"A Thought Provoking Character Study"
Mitch Grieff, a partner in a prestigious Manhattan
accounting firm, has gone missing - at coincidentally
the same time as 103 million dollars of his clients'
money. The Computer Crimes Squad is on the case - but
they, along with Mitch's family and partners, are
baffled. Although the search fior Mitch and the missing money
largely comprise the plot of NONE OF YOUR BUSINESS,
this is not a whodunit. NONE OF YOUR BUSINESS is a
book about people, and it explores the backstory of
those people involved - Mitch, the account who
appeared to have it all and yet walked off, his wife
Patricia who didn't actually notice that he had left
for a month, their two sons, the drug dealer and the
soap opera star, NYPD detectives Sprague and
Ballestrino, and Erica King - who on the surface is
incredibly dull and boring. As a character study this is a thought provoking book.

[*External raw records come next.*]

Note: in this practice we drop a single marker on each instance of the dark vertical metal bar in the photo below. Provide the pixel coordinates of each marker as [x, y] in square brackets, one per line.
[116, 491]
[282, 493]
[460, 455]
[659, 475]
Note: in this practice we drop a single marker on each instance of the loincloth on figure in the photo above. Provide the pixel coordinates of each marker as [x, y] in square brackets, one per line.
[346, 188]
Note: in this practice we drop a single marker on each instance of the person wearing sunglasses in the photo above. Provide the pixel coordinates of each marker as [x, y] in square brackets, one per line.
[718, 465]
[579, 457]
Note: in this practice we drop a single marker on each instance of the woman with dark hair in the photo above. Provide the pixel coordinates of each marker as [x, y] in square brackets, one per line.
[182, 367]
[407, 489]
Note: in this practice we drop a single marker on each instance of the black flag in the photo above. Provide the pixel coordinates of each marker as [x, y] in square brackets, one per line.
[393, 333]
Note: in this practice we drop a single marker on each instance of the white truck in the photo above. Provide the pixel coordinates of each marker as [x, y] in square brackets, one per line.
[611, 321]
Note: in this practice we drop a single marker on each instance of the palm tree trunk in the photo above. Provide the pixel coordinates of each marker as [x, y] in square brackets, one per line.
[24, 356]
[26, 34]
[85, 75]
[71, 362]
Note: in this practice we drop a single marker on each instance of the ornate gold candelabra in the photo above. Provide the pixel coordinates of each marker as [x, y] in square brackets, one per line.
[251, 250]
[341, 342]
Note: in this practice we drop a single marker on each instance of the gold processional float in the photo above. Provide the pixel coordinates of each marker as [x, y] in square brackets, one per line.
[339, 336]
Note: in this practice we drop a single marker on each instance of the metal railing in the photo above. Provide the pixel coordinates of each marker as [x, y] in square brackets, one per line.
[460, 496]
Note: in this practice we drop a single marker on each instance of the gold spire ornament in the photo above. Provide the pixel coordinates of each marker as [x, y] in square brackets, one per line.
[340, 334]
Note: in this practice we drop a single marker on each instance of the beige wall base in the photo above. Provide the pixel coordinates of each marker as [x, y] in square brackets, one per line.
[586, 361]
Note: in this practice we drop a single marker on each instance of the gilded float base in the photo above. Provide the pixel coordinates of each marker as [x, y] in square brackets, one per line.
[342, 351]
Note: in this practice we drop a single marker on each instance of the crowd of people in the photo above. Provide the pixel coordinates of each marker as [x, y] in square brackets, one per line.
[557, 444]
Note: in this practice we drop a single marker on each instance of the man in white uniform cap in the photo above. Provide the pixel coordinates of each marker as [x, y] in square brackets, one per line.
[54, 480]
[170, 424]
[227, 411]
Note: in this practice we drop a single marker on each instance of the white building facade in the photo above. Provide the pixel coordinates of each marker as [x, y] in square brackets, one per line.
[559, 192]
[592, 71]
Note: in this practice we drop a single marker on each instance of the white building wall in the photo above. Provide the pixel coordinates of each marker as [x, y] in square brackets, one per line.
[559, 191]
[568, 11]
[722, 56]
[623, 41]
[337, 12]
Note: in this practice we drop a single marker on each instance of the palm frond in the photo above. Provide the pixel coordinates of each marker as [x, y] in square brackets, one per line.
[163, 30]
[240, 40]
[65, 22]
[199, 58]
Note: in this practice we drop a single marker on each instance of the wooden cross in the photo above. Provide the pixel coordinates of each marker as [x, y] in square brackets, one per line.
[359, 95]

Because it is not plot driven, however, the thread of
the plot is sometimes lost. Although it is the back
stories of the characters that make the book, Block
deals with so many characters in such a detailed way
that it can become difficult to keep track. This is
compoundered by the way characters disappear and
reappear throughout the narrative of the book,. By
nature of being a character study and not plot
centric, what closure the book provides is character
and not plot driven. NONE OF YOUR BUSINESS is an excellent and thought
provoking read, a character study that will leave you
thinking - even after the last page has been turned.
Reviewed by Bonnie Rock
Posted July 20, 2003
SummaryWith a nod to Ed McBain and Fay Weldon, author Valerie
Block creates a hilarious tale of a heist gone wrong that
ranges from the living rooms of Park Avenue to the parking
lot of the White Castle on Queens Boulevard.
Mitch Greiff, celebrity tax accountant and partner in a
prestigious Manhattan firm, hates foreign food, strange
hotel rooms, and unfamiliarity. He has nightmares about
learning new computer software. So when he disappears after
a series of sophisticated wire transfers that siphon
millions of dollars from his clients' accounts, Mitch's
partners and estranged wife, Patricia, are completely
astonished and confused.
Detective Dennis Sprague of the NYPD Computer Crimes Squad
doesn't buy it. Why would a man who's had all the breaks in
life suddenly go on the lam? Who wakes up, looks around his
spacious Upper East Side co-op, gazes at his former-model
wife, and says, "The hell with this—I want to live in fear!"
As Sprague investigates, he becomes convinced that Mitch
Greiff must have had an accomplice. Sprague works on the
assumption that there's always a girl in the picture. He
looks into Patricia, but Mitch's long-suffering wife never
even called Missing Persons, because she didn't miss him.
So Sprague sniffs around the office eye-candy, Heather
Perkins, whose signature is on all the wire transfer
approvals, and who has a reputation for keeping company
with the partners after hours.
And then there's Erica King, Mitch's "loophole rabbi."
Sharp, dry, and meticulous, she makes up in financial
acumen what she lacks in social graces. The collective
assumption around the office is that the acid tongue, floor-
length skirts, and dingy white tennis shoes mean that Erica
is a virgin and will die that way. But Detective Sprague
suspects that there is something more to Erica King than
the plainest Jane in Manhattan.
From elegant Park Avenue matrons to nasty asthmatic forgers
in Queens, Valerie Block has created a unique cast of
characters. She combines a hilarious comedy of manners with
a police procedural and strikes fiction gold.